By way of reassurance, Pinker passed along Judith Rich Harris’s witty reply to Larkin:How sharper than a serpent’s toothTo hear your child make such a fuss.It isn’t fair; it’s not the truth.He’s fucked up, yes, but not by us.
“Parenting has been oversold,” Harris observes confidently in The Nurture Assumption: Why Children Turn Out the Way They Do, her pathfinding book in which that amicus brief on behalf of Larkin’s parents first appeared. “You have been led to believe that you have more of an influence on your child’s personality than you really do.”
This is very satisfying indeed to a nervous new papa, as is the fact that my blamelessness evidently began as soon as I became one.
According to The Happiest Baby on the Block: The New Way to Calm Crying and Help Your Newborn Baby Sleep Longer—a bestselling guidebook which actually draws on millennia of old ways to calm crying and sleepless newborns—all children are born a trimester too early and thus complete their fourth outside the womb. It all has to do with the size of a fetus’ brain, which is so large by the end of a nine-month gestation that the mother’s body must physically “evict” the child lest it get trapped in the birth canal. “Newborns have some abilities that demonstrate their readiness to be in the world,” Dr. Harvey Karp writes, “but these notwithstanding, for the first three months, our babies are so immature they would really benefit if they could hop back inside whenever they get overwhelmed.”

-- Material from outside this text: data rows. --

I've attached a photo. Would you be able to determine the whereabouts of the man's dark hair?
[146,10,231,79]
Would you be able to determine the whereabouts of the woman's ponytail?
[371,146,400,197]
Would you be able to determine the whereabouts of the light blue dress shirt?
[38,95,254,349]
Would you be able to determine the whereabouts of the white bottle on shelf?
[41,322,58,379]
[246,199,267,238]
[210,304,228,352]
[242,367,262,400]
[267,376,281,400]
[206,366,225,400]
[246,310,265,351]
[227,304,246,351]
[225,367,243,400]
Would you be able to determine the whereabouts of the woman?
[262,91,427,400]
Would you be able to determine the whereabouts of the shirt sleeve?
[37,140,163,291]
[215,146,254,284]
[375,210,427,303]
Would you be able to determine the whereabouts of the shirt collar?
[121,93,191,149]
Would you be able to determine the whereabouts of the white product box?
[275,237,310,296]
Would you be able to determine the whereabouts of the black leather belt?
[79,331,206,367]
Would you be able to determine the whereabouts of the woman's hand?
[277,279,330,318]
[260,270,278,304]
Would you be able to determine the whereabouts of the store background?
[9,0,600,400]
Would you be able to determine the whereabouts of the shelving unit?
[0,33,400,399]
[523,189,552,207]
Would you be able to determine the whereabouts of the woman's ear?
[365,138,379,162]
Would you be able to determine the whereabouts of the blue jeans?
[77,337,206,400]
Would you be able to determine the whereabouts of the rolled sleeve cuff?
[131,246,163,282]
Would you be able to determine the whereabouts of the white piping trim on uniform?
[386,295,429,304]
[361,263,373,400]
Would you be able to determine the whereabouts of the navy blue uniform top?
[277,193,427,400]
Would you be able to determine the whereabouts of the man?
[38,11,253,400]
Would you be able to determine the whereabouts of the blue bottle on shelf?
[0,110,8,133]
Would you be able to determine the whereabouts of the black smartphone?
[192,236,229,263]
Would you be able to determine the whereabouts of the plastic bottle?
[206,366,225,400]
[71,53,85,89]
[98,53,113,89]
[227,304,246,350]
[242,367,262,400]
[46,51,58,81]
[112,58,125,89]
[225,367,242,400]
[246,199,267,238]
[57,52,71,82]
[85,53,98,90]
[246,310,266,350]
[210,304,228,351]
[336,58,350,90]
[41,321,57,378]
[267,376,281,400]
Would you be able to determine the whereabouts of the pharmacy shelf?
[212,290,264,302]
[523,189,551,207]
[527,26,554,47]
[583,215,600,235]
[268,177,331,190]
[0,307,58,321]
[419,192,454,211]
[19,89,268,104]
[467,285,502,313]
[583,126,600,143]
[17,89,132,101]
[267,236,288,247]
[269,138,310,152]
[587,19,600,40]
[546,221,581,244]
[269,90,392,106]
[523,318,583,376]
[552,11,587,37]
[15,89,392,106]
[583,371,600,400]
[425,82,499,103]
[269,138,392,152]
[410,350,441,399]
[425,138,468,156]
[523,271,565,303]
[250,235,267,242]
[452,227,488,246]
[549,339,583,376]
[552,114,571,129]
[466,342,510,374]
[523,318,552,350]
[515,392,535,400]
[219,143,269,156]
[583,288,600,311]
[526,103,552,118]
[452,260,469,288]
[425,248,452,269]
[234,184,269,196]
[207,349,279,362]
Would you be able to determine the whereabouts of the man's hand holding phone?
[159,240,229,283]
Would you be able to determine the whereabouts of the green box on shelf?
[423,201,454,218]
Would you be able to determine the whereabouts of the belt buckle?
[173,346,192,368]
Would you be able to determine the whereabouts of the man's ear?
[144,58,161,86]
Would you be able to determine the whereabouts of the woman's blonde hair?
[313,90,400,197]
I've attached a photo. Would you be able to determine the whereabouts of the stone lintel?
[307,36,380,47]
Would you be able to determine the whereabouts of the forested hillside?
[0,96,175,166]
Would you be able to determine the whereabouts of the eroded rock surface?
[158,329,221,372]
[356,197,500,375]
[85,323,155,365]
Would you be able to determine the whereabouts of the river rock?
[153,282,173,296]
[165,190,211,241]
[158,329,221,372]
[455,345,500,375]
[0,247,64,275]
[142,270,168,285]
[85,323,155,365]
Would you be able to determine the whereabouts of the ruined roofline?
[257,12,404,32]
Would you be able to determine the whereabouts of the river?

Day-Lewis’ penal metaphor, then, got it right in another crucial respect. We’re all sprung from the big house too soon and more than a little institutionalized, just like poor Brooks in The Shawshank Redemption. Except in lieu of a knife-carved farewell in the ceiling beam of her halfway house, we’ve opted for limitless wailing and a semi-permanent look of existential dread to express our discomfort.
And it’s precisely by evolving into the dominant species on the planet that man has found himself alone in wanting to draw out his stretch of hard time. Crying is a rarity in the animal kingdom for the simple, Darwinian reason that other species have to be born staunch realists, better equipped to engage the world as it is, and not as it should be, which is warm, wet, and dimly lit. Squirrel monkeys, for example, emit a modest “beeping” noise when they fall out of trees lest they alert hungry predators to their whereabouts with a louder sound—an enviable adaptation until one considers that a small human child going off like a microwave or drug dealer from the ’90s might be subject to even worse depredations than diaper rash.
Homo sapiens is therefore the victim of a long, self-perpetrated con. A newborn’s fits of terror and distress, and the emotional responses these elicit from her parents, are almost certainly why the nurture assumption gained such popular traction over the last hundred years via Freudian theory, Dr. Spock and the multibillion-dollar child-rearing industrial complex they both midwifed (so to speak). The truth is, we’re not really imprinting ourselves on our children half as much as they’re imprinting themselves on us. And the mark lasts all the rest of our lives. Have you ever met a squirrel monkey worried about getting his kid into an Ivy League school?
Move further away from our immediate evolutionary ancestry and this fact makes itself even more apparent. You’ll no doubt have seen the YouTube video of the mother elephant giving birth all by herself: no nurses, epidurals or doulas here, thank you. Even in a state of emergency, with her baby born not breathing or moving, she calmly kicks and tugs at it with her trunk, stirring it to its first gasps of oxygen and movement. No big deal. Then, without the slightest hint of trauma or discombobulation, junior stands up and up trots off behind his mom as if he’s been doing it all his life, which I suppose he has been. There’s a conspicuous absence in the video, however. No dad. “Where is he?” I humbly inquire of my wife. “He’s unnecessary,” comes the reply.
Could have been worse, JuJuBee. Could have been worse.